Why I don’t bring my son to Costco

August 23, 2011

He’s not a member.


Typos: not limited to my blog

August 19, 2011

On occasion, I’ve joined the ex-pat chorus in commenting on interesting English spelling on Korean signs.  Usually, at the same time, I would offer a disclaimer of sorts for the interesting spelling in this very blog.

Such typos have now been codified: Muphry’s Law

Muphry’s Law is the editorial application of the better-known Murphy’s Law. Muphry’s Law dictates that:

  1. if you write anything criticising editing or proofreading, there will be a fault in what you have written;
  2. if an author thanks you in a book for your editing or proofreading, there will be mistakes in the book;
  3. the stronger the sentiment in (a) and (b), the greater the fault; and
  4. any book devoted to editing or style will be internally inconsistent.
From Canberra Society via Boingboing

Indian gang accused of witchcraft

May 23, 2011

From the Herald:

Gang blinds Indian woman, accused of witchcraft

That’s the right way to read that comma, correct?  I think a semi-colon would strengthen the connection of Gang to “accused of witchcraft”.

Hmm.  Better check carefully: OK, these 40-odd words don’t seem to have any new errors in them.

Ordinary April Fools Day Prank

April 3, 2011

A coworker and friend of mine is a skilled violinist and I recently noticed he sometimes leaves his violin at work.  I also noticed it is about the same size as my son’s toy guitar.  A little before April 1st, I moved the violin to the office manager’s desk and left the toy and a note.


The text reads:


I though you might want to go the electric violin route, like Linzi Sheppard.




P.S. I gave my kids the old wooden violin I found in this case.


My name isn’t ‘Andy’ by the way.  Andy is another great guy I know in Busan who used to work with us.

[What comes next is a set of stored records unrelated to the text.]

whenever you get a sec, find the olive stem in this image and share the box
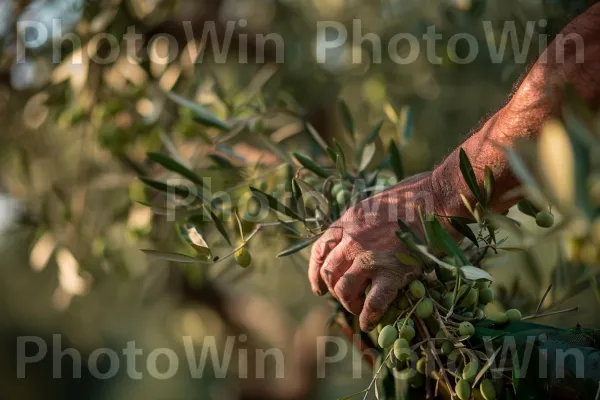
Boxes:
[522,306,579,321]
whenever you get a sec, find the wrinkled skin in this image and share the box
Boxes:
[309,4,600,332]
[309,173,446,332]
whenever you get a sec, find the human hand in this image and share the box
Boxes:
[308,172,449,332]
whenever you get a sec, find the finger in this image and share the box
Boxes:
[320,241,354,295]
[333,264,369,315]
[308,228,342,295]
[360,276,399,332]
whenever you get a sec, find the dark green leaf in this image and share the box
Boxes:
[338,100,354,138]
[294,178,329,215]
[208,153,234,168]
[359,143,376,172]
[333,140,347,177]
[326,148,338,165]
[293,152,328,178]
[389,139,404,180]
[397,219,424,246]
[168,92,230,131]
[400,106,414,143]
[139,177,194,199]
[430,216,469,265]
[483,166,495,206]
[450,217,479,247]
[203,205,232,246]
[147,152,203,186]
[362,120,384,148]
[249,186,302,220]
[277,236,319,257]
[141,250,206,263]
[459,148,482,204]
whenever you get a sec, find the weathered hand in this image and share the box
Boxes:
[308,173,444,332]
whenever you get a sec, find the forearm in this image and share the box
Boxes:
[432,3,600,218]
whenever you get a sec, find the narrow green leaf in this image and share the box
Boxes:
[418,209,434,248]
[168,92,230,131]
[397,218,424,246]
[338,100,354,138]
[139,177,194,199]
[359,143,376,172]
[362,120,384,148]
[249,186,302,220]
[333,140,347,177]
[305,122,329,151]
[483,166,495,206]
[430,217,469,265]
[459,148,482,203]
[400,106,414,143]
[293,152,329,178]
[208,153,234,168]
[450,217,479,247]
[460,266,493,281]
[389,139,404,180]
[176,223,212,258]
[277,236,319,257]
[294,178,330,215]
[203,205,232,246]
[141,249,205,263]
[147,152,203,186]
[326,148,338,165]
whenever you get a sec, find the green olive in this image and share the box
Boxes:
[480,379,497,400]
[458,321,475,337]
[505,308,522,322]
[535,211,554,228]
[478,288,494,305]
[462,360,480,382]
[455,379,471,400]
[415,297,433,318]
[234,248,252,268]
[399,325,416,341]
[409,280,426,299]
[378,325,398,348]
[393,338,411,360]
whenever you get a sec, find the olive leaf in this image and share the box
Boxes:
[397,218,424,246]
[277,235,319,257]
[359,142,376,172]
[459,148,482,204]
[333,140,347,177]
[460,266,493,282]
[141,249,207,263]
[147,152,204,186]
[362,120,384,148]
[177,223,212,259]
[483,166,495,206]
[208,153,234,168]
[338,99,355,139]
[450,217,478,248]
[389,139,404,180]
[167,92,230,131]
[294,178,330,215]
[305,122,329,151]
[139,177,196,199]
[249,186,302,220]
[293,152,329,178]
[430,217,469,265]
[203,205,232,246]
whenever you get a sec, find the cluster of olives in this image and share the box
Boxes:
[374,276,523,400]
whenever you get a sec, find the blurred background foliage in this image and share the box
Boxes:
[0,0,598,399]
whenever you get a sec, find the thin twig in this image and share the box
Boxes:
[523,307,579,321]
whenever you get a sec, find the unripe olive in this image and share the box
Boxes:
[416,357,427,374]
[441,341,454,355]
[455,379,471,400]
[336,189,351,206]
[393,338,411,360]
[435,329,447,342]
[416,297,434,319]
[587,174,600,207]
[442,292,455,309]
[487,311,508,324]
[429,289,442,302]
[505,308,522,322]
[459,288,478,308]
[235,248,252,268]
[409,280,426,299]
[475,280,490,290]
[478,287,494,305]
[331,182,346,197]
[378,325,398,348]
[474,308,485,320]
[480,378,497,400]
[462,360,480,382]
[399,325,416,341]
[458,321,475,337]
[535,211,554,228]
[387,176,398,186]
[462,311,474,318]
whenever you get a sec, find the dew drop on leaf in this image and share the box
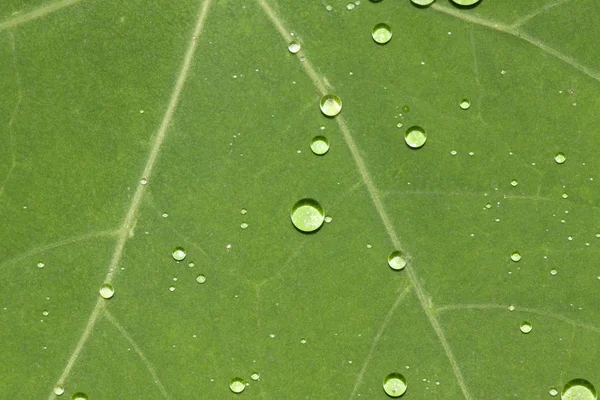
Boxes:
[310,136,330,155]
[42,310,49,316]
[172,247,186,261]
[196,274,206,284]
[346,2,355,10]
[372,23,392,44]
[411,0,435,6]
[388,251,407,270]
[549,387,558,396]
[320,94,342,117]
[140,178,147,185]
[508,305,515,311]
[561,378,597,400]
[510,251,521,262]
[251,372,260,381]
[383,372,407,397]
[290,198,325,233]
[520,321,532,334]
[99,283,115,299]
[510,179,518,187]
[404,126,427,149]
[229,377,246,394]
[555,152,566,164]
[53,385,64,396]
[37,262,45,269]
[451,0,481,6]
[241,208,247,215]
[71,393,88,400]
[551,269,558,276]
[459,98,471,110]
[288,41,301,54]
[240,222,249,229]
[324,215,333,223]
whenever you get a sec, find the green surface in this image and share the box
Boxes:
[1,0,599,399]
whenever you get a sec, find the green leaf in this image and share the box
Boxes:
[2,0,599,398]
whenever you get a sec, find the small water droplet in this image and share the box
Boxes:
[485,203,491,209]
[251,372,260,381]
[240,222,249,229]
[554,152,566,164]
[396,122,403,128]
[140,178,147,185]
[71,393,88,400]
[320,94,342,117]
[450,150,457,156]
[230,377,246,394]
[324,215,333,223]
[288,41,301,54]
[169,286,175,292]
[549,387,558,396]
[300,338,307,344]
[459,99,470,110]
[196,274,206,284]
[508,305,515,311]
[53,385,65,396]
[451,0,481,6]
[510,251,521,262]
[372,23,392,44]
[99,283,115,299]
[241,208,247,215]
[411,0,435,6]
[561,379,596,400]
[42,310,49,316]
[551,269,558,276]
[188,262,195,268]
[326,4,333,11]
[402,105,410,113]
[562,193,568,199]
[383,372,407,397]
[37,262,45,269]
[388,251,407,271]
[162,212,169,218]
[520,321,532,334]
[510,179,518,187]
[346,2,355,10]
[404,126,427,148]
[290,198,325,233]
[310,136,330,155]
[269,333,275,338]
[172,247,186,261]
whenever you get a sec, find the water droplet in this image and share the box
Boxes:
[520,321,532,334]
[326,4,333,11]
[320,94,342,117]
[396,122,403,128]
[240,222,249,229]
[388,251,407,271]
[554,152,566,164]
[383,372,407,397]
[411,0,435,6]
[510,179,518,187]
[172,247,186,261]
[346,2,355,10]
[140,178,147,185]
[251,372,260,381]
[451,0,481,5]
[310,136,330,155]
[53,385,65,396]
[562,379,596,400]
[324,215,333,223]
[551,269,558,276]
[372,23,392,44]
[510,251,521,262]
[450,150,457,156]
[71,393,88,400]
[169,286,175,292]
[229,378,246,394]
[402,105,410,113]
[485,203,491,209]
[241,208,247,215]
[99,283,115,299]
[290,198,325,233]
[162,212,169,218]
[196,274,206,284]
[288,41,301,54]
[508,305,515,311]
[42,310,49,316]
[188,262,195,268]
[549,387,558,396]
[300,338,307,344]
[459,99,470,110]
[562,193,568,199]
[404,126,427,149]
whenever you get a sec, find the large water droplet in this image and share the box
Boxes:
[520,321,532,334]
[53,385,65,396]
[372,23,392,44]
[320,94,342,117]
[555,152,566,164]
[451,0,481,5]
[510,251,521,262]
[459,99,471,110]
[172,247,186,261]
[411,0,435,6]
[288,41,301,54]
[71,393,88,400]
[99,284,114,299]
[388,251,407,270]
[290,198,325,233]
[229,377,246,394]
[561,379,597,400]
[404,126,427,148]
[310,136,330,155]
[383,372,407,397]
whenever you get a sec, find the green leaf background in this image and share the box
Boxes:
[1,0,599,398]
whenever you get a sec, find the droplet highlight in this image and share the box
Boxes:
[290,198,325,233]
[172,247,186,261]
[310,136,330,155]
[388,251,407,271]
[520,321,532,334]
[561,379,597,400]
[99,284,114,299]
[404,126,427,149]
[555,152,566,164]
[383,372,407,397]
[229,377,246,394]
[320,94,342,117]
[372,23,392,44]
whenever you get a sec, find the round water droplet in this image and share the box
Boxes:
[310,136,330,155]
[402,105,410,113]
[169,286,175,292]
[42,310,49,316]
[561,379,597,400]
[510,251,521,262]
[162,212,169,218]
[551,269,558,276]
[520,321,532,334]
[396,122,403,128]
[459,99,470,110]
[172,247,186,261]
[37,262,45,268]
[550,387,559,397]
[372,23,392,44]
[71,393,88,400]
[196,274,206,284]
[288,41,301,54]
[411,0,435,6]
[404,126,427,149]
[555,152,566,164]
[99,283,114,299]
[346,2,355,10]
[320,94,342,117]
[251,372,260,381]
[188,262,195,268]
[451,0,481,5]
[230,377,246,394]
[324,215,333,223]
[388,251,407,271]
[241,208,247,215]
[450,150,457,156]
[510,179,518,187]
[508,305,515,311]
[53,385,64,396]
[383,372,407,397]
[300,338,307,344]
[240,222,248,229]
[290,198,325,233]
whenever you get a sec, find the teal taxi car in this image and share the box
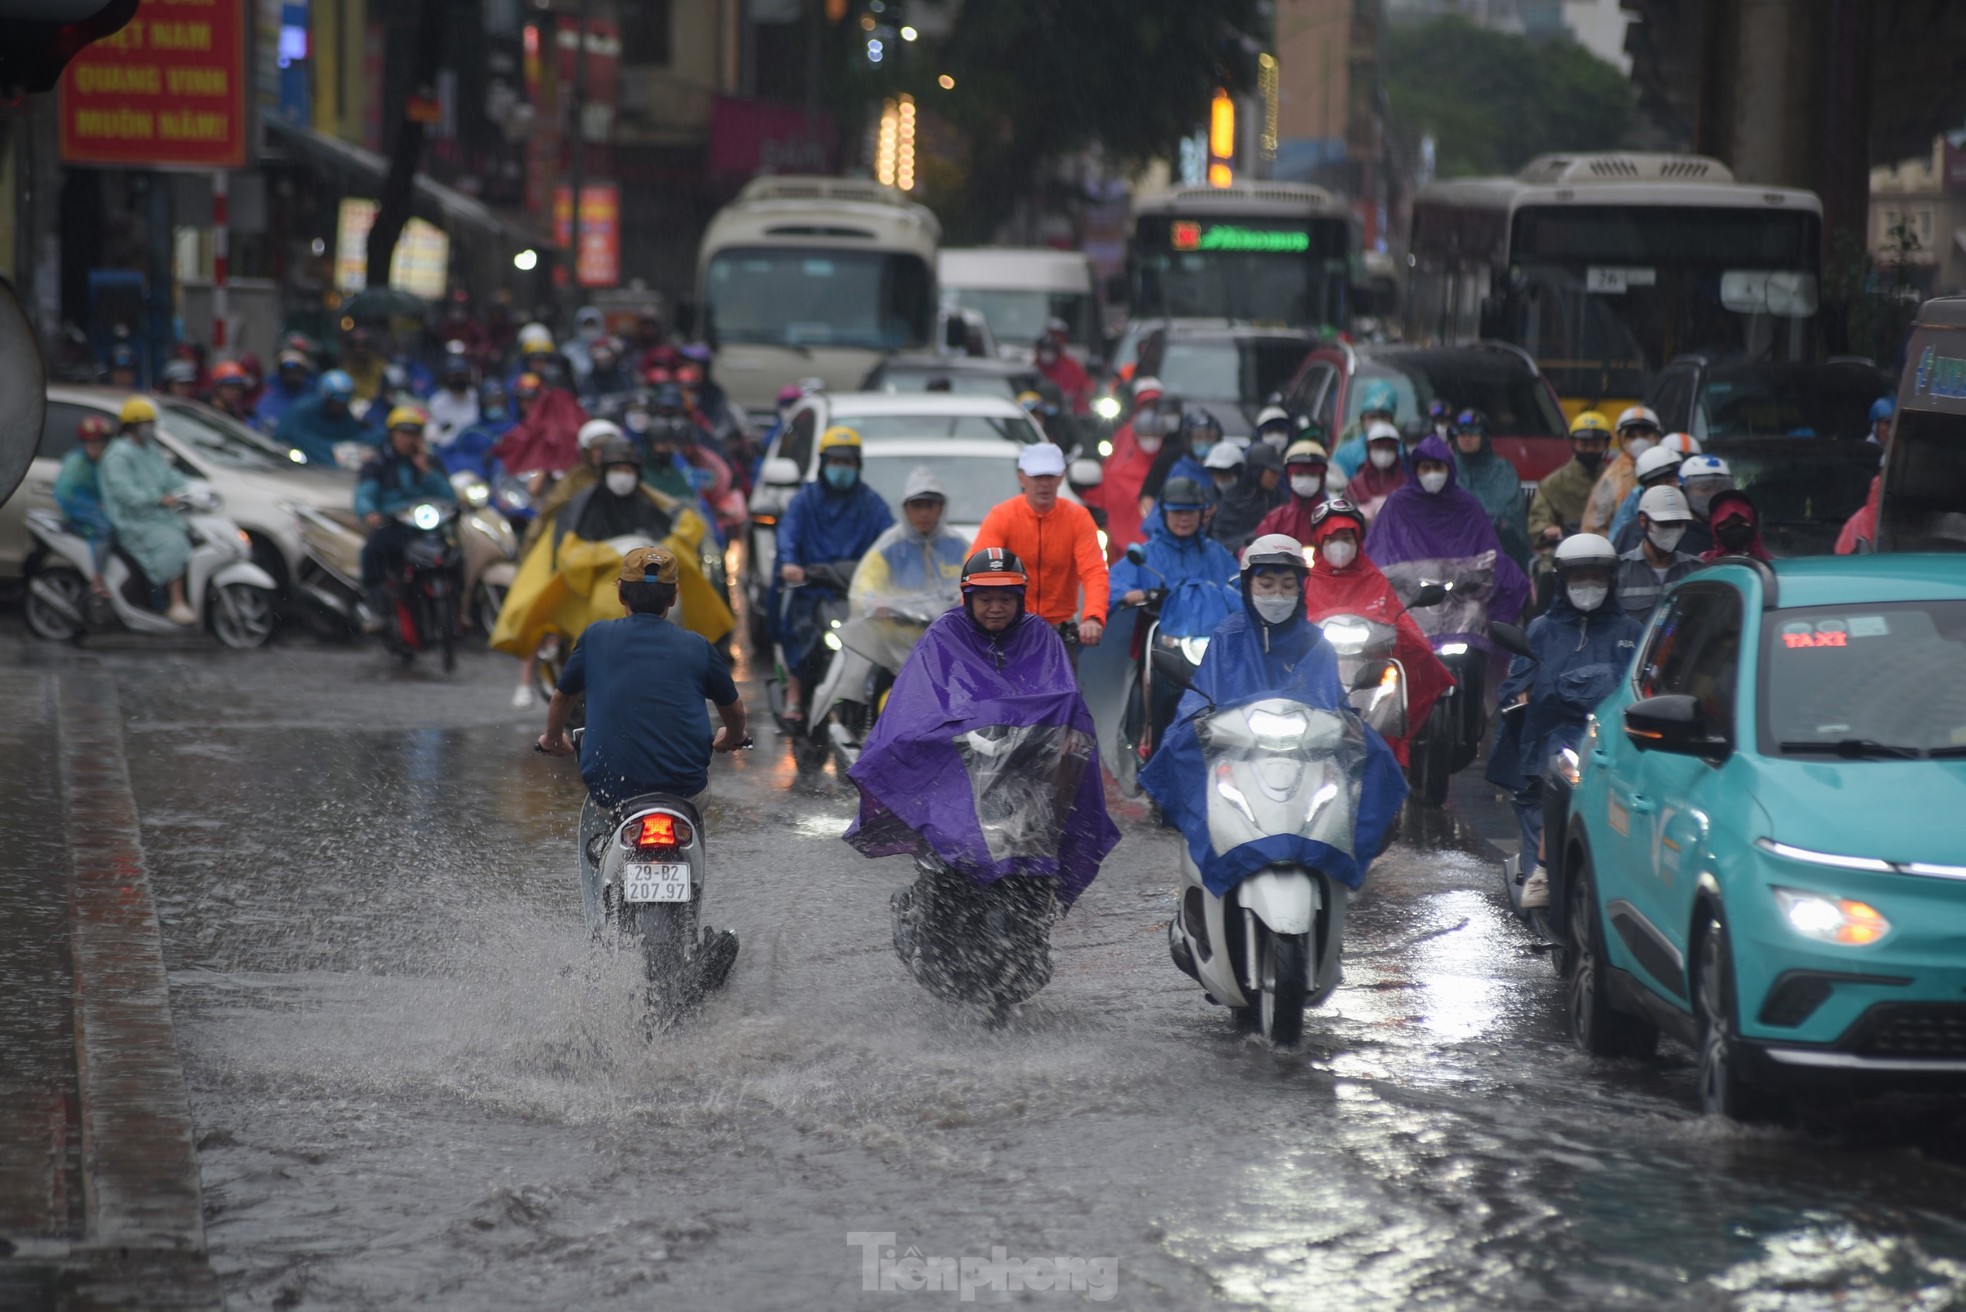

This was the scariest prank I have pulled, chiefly because the violin was probably very expensive.  i closed that case and zipped it up fully before taking it slowly to the office manager’s desk.  There, I set it carefully on the middle of the desk -but earlier had ensured the desk was clean and dry – and made sure no one would accidentally hit an edge and knock it off.

He saw me later that day and casually said hello.  Working hard to remove any smile, I coldly returned his greeting and walked past.  Sadly, as soon as he spoke to continue the conversation I broke and couldn’t keep a straight face.  And he was all set to blame another co-worker!  I could’ve been free and clear!

Anyway, he laughed as was a good sport as seen by his attempt to play the new ‘violin’.